Jailtime Seems A Bit Harsh For Online Music Store Owners Who Didn't Get All The Right Licenses
from the why-not-just-make-them-pay-up? dept
Most readers here probably know the story of Allofmp3.com — a Russian website that signed a licensing deal with a Russian music licensing group ROMS. The site was immensely popular because (a) it sold un-DRM’d files (back before that was common) and (b) sold music incredibly cheaply. The recording industry should have taken this as a lesson in how to create a super popular online music store — but instead it freaked out, and nearly created an international diplomatic incident in threatening Russia with economic sanctions unless it shut the site down. The problem was that since it had the ROMS license, it was legal in Russia. In fact, Allofmp3.com even tried to pay the record labels some money — which they refused. The record labels, of course, insisted that the ROMS license wasn’t sufficient, but no Russian court ever agreed. Eventually the site was shut down, though it lives on at MP3Sparks. However, it’s lost a lot of steam because the site has been blocked from accepting most common forms of payment.
Law Professor Michael Scott points us to the news of what appears to be a similar offering in Italy — except that, in this case, the operators of the site have been sent to jail. The only news that I can find on this is from the IFPI site — which is obviously a bit biased, but it does look like the owners of the site did get a license from the Italian Authors’ Society (SIAE), which they believed was sufficient. A lower court agreed, but the appeals court has sided with the record labels.

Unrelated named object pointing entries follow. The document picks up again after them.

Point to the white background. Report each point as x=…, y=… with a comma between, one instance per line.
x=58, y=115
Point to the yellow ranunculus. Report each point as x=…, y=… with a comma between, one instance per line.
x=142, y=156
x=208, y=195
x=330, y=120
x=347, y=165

But here’s the kicker: the operators of the site have now been sent to jail for criminal copyright infringement. Already I have problems with most criminal copyright infringement cases — because, by any reasonable standard, copyright is a civil dispute — it’s an issue between two businesses. In this case, it’s even more egregious because it seems clear that the site wasn’t just some random guy selling MP3s he had no right to, but had clearly tried to obtain the correct licenses. However, these days, when to do just about anything with music you need to get numerous different licenses (Peter Jenner, back at MidemNet, claimed that you needed 33 different permissions to do pretty much anything with music in Europe, though others disagreed), it seems fairly ridiculous to throw someone in jail for not being able to figure out every single party that has to sign off on something — especially when you were lead to believe that you had what you needed via the Authors’ Society.